- Born: 28 December 1969 (age 56) Reading, Berkshire, UK
- Occupations: Software architect Designer, developer, & test engineer
- Years active: 1988-present
- Known for: Sending the world’s first text message
- Spouse: Jennifer Papworth (2007-present)
- Children: 3
- Website: neilpapworth.com

= Neil Papworth =

Sender of the first text message

Neil Papworth (born 1969) is a British software architect, designer and developer. He is known as the sender of the first ever text message (also known as SMS message) in 1992.

== Personal life ==

Neil Papworth was born on 28 December 1969 in Reading, Berkshire, United Kingdom. Papworth obtained his HND (Higher National Diploma) in Computer Studies from the University of West London. He spent his childhood in Wokingham, Berkshire, and began his professional career at Ferranti International in Bracknell, United Kingdom. Papworth then settled in Toronto, Canada in 2000 and later moved to Montreal in 2002.

== Career ==

Neil Papworth started his career at Ferranti International in Bracknell on aeronautical and military applications from 1988 to 1991. He designed and programmed a movable vehicle satellite antenna and implemented software for automated helicopter-landing aids.

In 1991, he began working for Sema Group in Reading, Berkshire. He spent a large amount of time from 1993 onwards travelling around the world installing SMS systems. He relocated to Sema Group's Toronto office in January 2000.

He settled in Montreal, Quebec in September 2002. He remained with Sema Group (which became Airwide Solutions) until 2011. Since then, he worked for Tekelec, a telecommunications company, recently bought by Oracle Corporation. He worked at Oracle on 4G related technologies. In 2018, he started working at TriNimbus, a company providing Amazon Web Services consulting to customers, which was subsequently acquired by Onica in 2018, and then Onica was subsequently acquired by Rackspace in 2019.

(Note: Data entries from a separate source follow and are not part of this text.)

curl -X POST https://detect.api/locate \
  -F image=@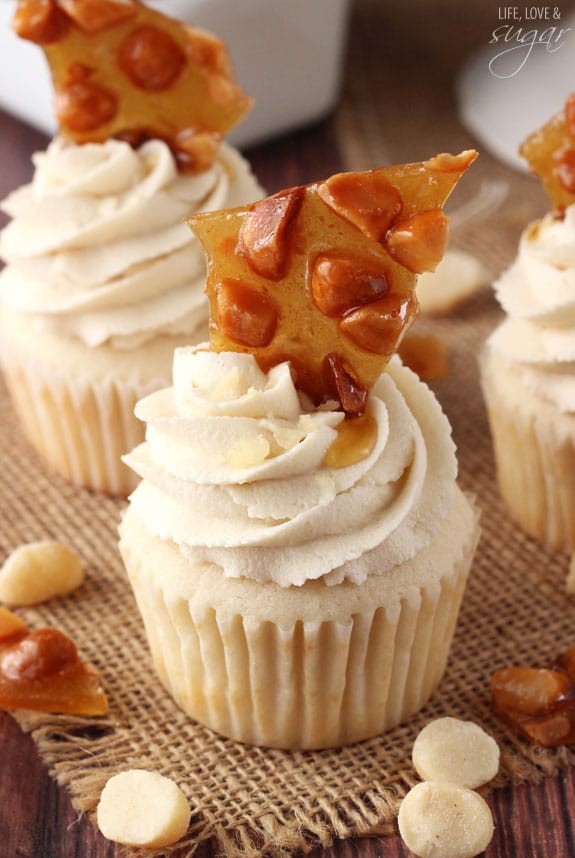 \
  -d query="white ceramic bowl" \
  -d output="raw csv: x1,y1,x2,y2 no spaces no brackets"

0,0,351,146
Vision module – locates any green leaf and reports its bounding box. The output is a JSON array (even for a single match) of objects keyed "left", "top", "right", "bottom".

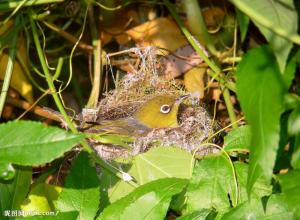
[
  {"left": 0, "top": 168, "right": 32, "bottom": 218},
  {"left": 237, "top": 46, "right": 285, "bottom": 194},
  {"left": 176, "top": 209, "right": 211, "bottom": 220},
  {"left": 223, "top": 125, "right": 251, "bottom": 152},
  {"left": 277, "top": 170, "right": 300, "bottom": 219},
  {"left": 234, "top": 161, "right": 272, "bottom": 203},
  {"left": 221, "top": 194, "right": 293, "bottom": 220},
  {"left": 288, "top": 102, "right": 300, "bottom": 136},
  {"left": 21, "top": 183, "right": 61, "bottom": 212},
  {"left": 98, "top": 178, "right": 187, "bottom": 220},
  {"left": 0, "top": 121, "right": 83, "bottom": 165},
  {"left": 235, "top": 8, "right": 250, "bottom": 42},
  {"left": 283, "top": 58, "right": 300, "bottom": 90},
  {"left": 101, "top": 147, "right": 194, "bottom": 202},
  {"left": 0, "top": 163, "right": 16, "bottom": 181},
  {"left": 56, "top": 152, "right": 100, "bottom": 220},
  {"left": 291, "top": 134, "right": 300, "bottom": 169},
  {"left": 185, "top": 154, "right": 237, "bottom": 213},
  {"left": 129, "top": 147, "right": 194, "bottom": 184},
  {"left": 16, "top": 211, "right": 78, "bottom": 220},
  {"left": 230, "top": 0, "right": 298, "bottom": 73}
]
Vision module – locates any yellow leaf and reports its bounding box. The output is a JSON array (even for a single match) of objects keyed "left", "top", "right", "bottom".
[
  {"left": 184, "top": 67, "right": 206, "bottom": 98},
  {"left": 126, "top": 18, "right": 187, "bottom": 51}
]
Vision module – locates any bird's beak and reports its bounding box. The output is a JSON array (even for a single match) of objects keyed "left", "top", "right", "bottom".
[{"left": 176, "top": 94, "right": 191, "bottom": 105}]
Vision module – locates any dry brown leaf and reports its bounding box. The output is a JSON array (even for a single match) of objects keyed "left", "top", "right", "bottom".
[
  {"left": 126, "top": 18, "right": 187, "bottom": 51},
  {"left": 184, "top": 67, "right": 206, "bottom": 99},
  {"left": 160, "top": 45, "right": 204, "bottom": 79}
]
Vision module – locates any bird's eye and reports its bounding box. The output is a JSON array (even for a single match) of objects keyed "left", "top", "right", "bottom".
[{"left": 160, "top": 105, "right": 171, "bottom": 114}]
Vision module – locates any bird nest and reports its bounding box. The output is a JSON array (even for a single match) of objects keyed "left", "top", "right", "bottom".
[{"left": 83, "top": 48, "right": 216, "bottom": 160}]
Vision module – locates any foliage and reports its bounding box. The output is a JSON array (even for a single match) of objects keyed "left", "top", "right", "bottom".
[{"left": 0, "top": 0, "right": 300, "bottom": 220}]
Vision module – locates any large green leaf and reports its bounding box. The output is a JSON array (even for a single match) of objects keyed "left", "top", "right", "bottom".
[
  {"left": 223, "top": 125, "right": 251, "bottom": 152},
  {"left": 221, "top": 194, "right": 293, "bottom": 220},
  {"left": 288, "top": 102, "right": 300, "bottom": 136},
  {"left": 234, "top": 161, "right": 272, "bottom": 203},
  {"left": 0, "top": 162, "right": 16, "bottom": 181},
  {"left": 130, "top": 147, "right": 194, "bottom": 184},
  {"left": 21, "top": 183, "right": 61, "bottom": 212},
  {"left": 56, "top": 152, "right": 100, "bottom": 220},
  {"left": 101, "top": 147, "right": 194, "bottom": 202},
  {"left": 0, "top": 168, "right": 32, "bottom": 219},
  {"left": 98, "top": 178, "right": 187, "bottom": 220},
  {"left": 230, "top": 0, "right": 298, "bottom": 73},
  {"left": 176, "top": 209, "right": 212, "bottom": 220},
  {"left": 291, "top": 134, "right": 300, "bottom": 169},
  {"left": 237, "top": 46, "right": 285, "bottom": 194},
  {"left": 16, "top": 211, "right": 78, "bottom": 220},
  {"left": 184, "top": 154, "right": 237, "bottom": 213},
  {"left": 0, "top": 121, "right": 83, "bottom": 165},
  {"left": 277, "top": 170, "right": 300, "bottom": 219}
]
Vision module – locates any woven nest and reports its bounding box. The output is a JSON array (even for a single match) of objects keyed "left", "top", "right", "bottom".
[{"left": 82, "top": 46, "right": 216, "bottom": 160}]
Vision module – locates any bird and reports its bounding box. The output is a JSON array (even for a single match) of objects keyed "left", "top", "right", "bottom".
[{"left": 83, "top": 95, "right": 189, "bottom": 137}]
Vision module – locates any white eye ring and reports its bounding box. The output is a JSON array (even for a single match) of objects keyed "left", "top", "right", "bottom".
[{"left": 160, "top": 105, "right": 171, "bottom": 114}]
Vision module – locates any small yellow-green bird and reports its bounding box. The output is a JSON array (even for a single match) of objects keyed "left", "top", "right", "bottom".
[{"left": 88, "top": 95, "right": 189, "bottom": 137}]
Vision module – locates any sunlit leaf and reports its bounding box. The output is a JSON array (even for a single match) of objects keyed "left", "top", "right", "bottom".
[
  {"left": 0, "top": 168, "right": 32, "bottom": 217},
  {"left": 184, "top": 154, "right": 237, "bottom": 213},
  {"left": 56, "top": 152, "right": 100, "bottom": 219},
  {"left": 98, "top": 178, "right": 187, "bottom": 220},
  {"left": 230, "top": 0, "right": 298, "bottom": 73},
  {"left": 237, "top": 46, "right": 285, "bottom": 194},
  {"left": 0, "top": 121, "right": 84, "bottom": 165}
]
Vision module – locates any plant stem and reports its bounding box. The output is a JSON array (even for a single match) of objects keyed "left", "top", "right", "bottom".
[
  {"left": 221, "top": 86, "right": 238, "bottom": 128},
  {"left": 87, "top": 5, "right": 102, "bottom": 108},
  {"left": 0, "top": 0, "right": 64, "bottom": 10},
  {"left": 182, "top": 0, "right": 216, "bottom": 54},
  {"left": 0, "top": 17, "right": 20, "bottom": 118}
]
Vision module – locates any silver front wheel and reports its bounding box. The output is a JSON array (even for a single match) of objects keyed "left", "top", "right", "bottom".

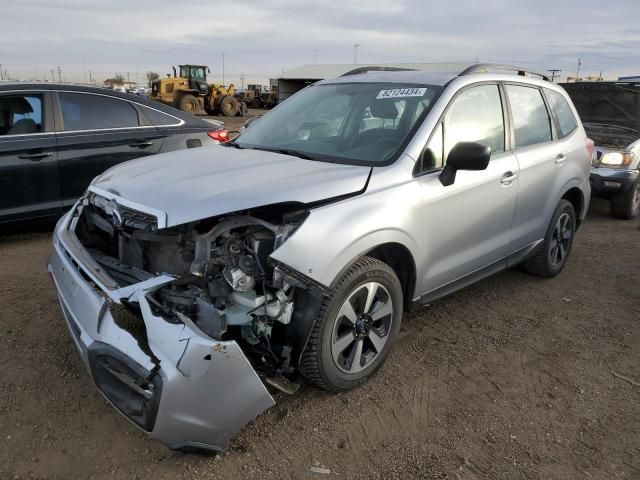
[{"left": 331, "top": 282, "right": 393, "bottom": 373}]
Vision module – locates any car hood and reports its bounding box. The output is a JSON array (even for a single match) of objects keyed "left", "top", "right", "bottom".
[
  {"left": 561, "top": 82, "right": 640, "bottom": 136},
  {"left": 90, "top": 146, "right": 371, "bottom": 227}
]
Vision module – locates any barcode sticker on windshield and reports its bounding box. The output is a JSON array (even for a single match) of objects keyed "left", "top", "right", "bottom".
[{"left": 376, "top": 88, "right": 427, "bottom": 99}]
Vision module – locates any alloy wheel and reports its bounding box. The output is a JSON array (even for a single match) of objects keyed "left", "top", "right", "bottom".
[
  {"left": 549, "top": 213, "right": 573, "bottom": 268},
  {"left": 331, "top": 282, "right": 393, "bottom": 374}
]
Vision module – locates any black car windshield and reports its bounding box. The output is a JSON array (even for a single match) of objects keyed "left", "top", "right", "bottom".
[{"left": 234, "top": 83, "right": 443, "bottom": 166}]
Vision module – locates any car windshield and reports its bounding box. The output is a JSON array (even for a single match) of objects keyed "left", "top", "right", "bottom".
[{"left": 233, "top": 83, "right": 443, "bottom": 166}]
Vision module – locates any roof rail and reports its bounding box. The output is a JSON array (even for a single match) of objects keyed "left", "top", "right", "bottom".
[
  {"left": 458, "top": 63, "right": 549, "bottom": 81},
  {"left": 340, "top": 65, "right": 416, "bottom": 77}
]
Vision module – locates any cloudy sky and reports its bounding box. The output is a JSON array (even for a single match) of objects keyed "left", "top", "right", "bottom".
[{"left": 0, "top": 0, "right": 640, "bottom": 84}]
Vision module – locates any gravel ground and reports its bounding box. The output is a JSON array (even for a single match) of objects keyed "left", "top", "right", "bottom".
[{"left": 0, "top": 179, "right": 640, "bottom": 480}]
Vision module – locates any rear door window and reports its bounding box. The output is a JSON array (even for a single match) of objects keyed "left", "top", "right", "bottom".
[
  {"left": 138, "top": 105, "right": 182, "bottom": 127},
  {"left": 58, "top": 92, "right": 140, "bottom": 131},
  {"left": 544, "top": 88, "right": 578, "bottom": 138},
  {"left": 0, "top": 95, "right": 43, "bottom": 135},
  {"left": 507, "top": 85, "right": 552, "bottom": 148}
]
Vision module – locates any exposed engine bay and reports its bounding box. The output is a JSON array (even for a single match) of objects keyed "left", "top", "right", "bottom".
[{"left": 75, "top": 194, "right": 321, "bottom": 391}]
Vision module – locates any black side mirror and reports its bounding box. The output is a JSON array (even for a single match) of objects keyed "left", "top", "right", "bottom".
[{"left": 440, "top": 142, "right": 491, "bottom": 187}]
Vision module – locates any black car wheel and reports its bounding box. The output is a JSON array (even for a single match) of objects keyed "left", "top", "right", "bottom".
[
  {"left": 524, "top": 200, "right": 576, "bottom": 278},
  {"left": 300, "top": 257, "right": 403, "bottom": 392}
]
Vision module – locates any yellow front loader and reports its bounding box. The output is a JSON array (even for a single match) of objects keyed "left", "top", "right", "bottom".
[{"left": 150, "top": 65, "right": 247, "bottom": 117}]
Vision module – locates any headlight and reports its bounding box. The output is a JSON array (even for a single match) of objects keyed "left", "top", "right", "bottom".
[{"left": 600, "top": 152, "right": 633, "bottom": 167}]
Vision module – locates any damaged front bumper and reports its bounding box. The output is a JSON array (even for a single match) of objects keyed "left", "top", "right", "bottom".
[{"left": 48, "top": 210, "right": 274, "bottom": 450}]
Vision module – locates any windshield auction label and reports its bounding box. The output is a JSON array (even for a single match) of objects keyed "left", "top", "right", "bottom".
[{"left": 376, "top": 88, "right": 427, "bottom": 99}]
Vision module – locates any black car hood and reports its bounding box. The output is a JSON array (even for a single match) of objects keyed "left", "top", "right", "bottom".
[{"left": 560, "top": 82, "right": 640, "bottom": 135}]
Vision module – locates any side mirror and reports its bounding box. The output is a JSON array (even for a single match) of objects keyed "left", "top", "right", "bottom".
[{"left": 440, "top": 142, "right": 491, "bottom": 187}]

== Contribution to text messaging ==

In 1992, Neil Papworth was working as a developer and test engineer at Sema Group Telecoms, in a team developing a Short Message Service Centre (SMSC) for their customer, Vodafone UK in Newbury, Berkshire. As part of this project, he sent the world's first text message, on 3 December 1992, at the age of 22. It was sent from a computer. The message was "Merry Christmas", and was sent to Richard Jarvis, a director at Vodafone, who was enjoying his office Christmas party. Richard Jarvis received the message on an Orbitel 901 handset.

He said in 2017 that he only sends a few texts per day and that they are typically "fairly dull." He does not use the emoji menu. Papworth gained popularity during the 10th and 20th anniversaries of the first text message, as highlighted in the press, and has been featured in several outlets such as a Super Bowl commercial, a documentary movie, a Jeopardy! question, and radio talk shows.